February 5, 2018 | 10:30
Companies: #sifive
SiFive, a specialist in IP and silicon based on the open RISC-V instruction set architecture (ISA), has announced the impending release of its first fully Linux-compatible single-board computer: The HiFive Unleashed.
Designed around the company's own Freedom implementation of the RISC-V ISA, which is entirely open source for anyone to implement or modify at will with no licensing fees or royalties to pay, the HiFive Unleashed builds on SiFive's earlier HiFive1 Arduino-style development board. Where the HiFive1's 32-bit RISC-V processor was tailored for low-power microcontroller tasks, the HiFive Unleashed boasts a 64-bit Freedom U540 system-on-chip (SoC) with four primary U54 cores running up to 1.5GHz and a fifth E51 management core sharing a coherent 2MB L2 cache.
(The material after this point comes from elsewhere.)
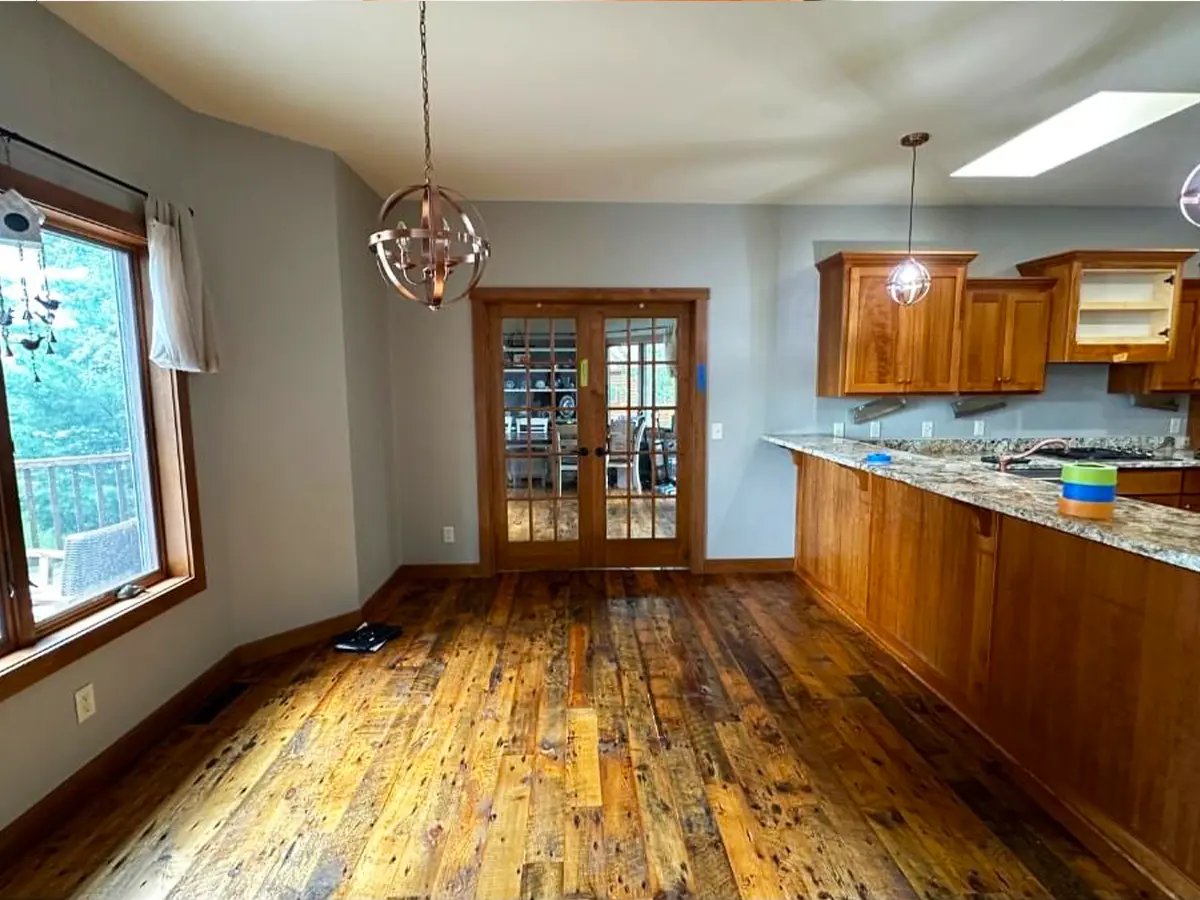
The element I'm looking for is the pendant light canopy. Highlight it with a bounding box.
[888,131,934,306]
[1180,166,1200,228]
[367,0,491,310]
The board's design also includes 8GB of DDR4 memory with error correcting code (ECC) protection, a gigabit Ethernet port, 32MB quad-SPI flash memory, micro-SD slot for removable storage, a header for an FPGA mezzanine card (FMC), and a selection of co-axial connectors the purpose of which has yet to be disclosed.
The key selling point for the HiFive Unleashed: It's the first off-the-shelf RISC-V product to be able to boot operating systems running the Linux kernel, which recently received mainstream support for the RISC-V ISA. During demonstrations of the board at the Free and Open-source Software Developer's European Meeting (FOSDEM) the board was demonstrated booting to a graphical Linux desktop, loading productivity software, and playing a port of id Software's seminal first-person shooter Quake.
Those interested in a departure from the x86 and ARM near-duopoly can pre-order a board from the company's Crowd Supply page, though the pricing is - as you might expect for the first device of its kind - pretty far from impulse-purchase levels: $999 plus $40 global shipping (around £734 excluding taxes) will get you a board shipping on June 30th, while $1,250 plus $40 shipping (around £913 excluding taxes) will get you one of a 75-batch pre-production run shipping at the end of March.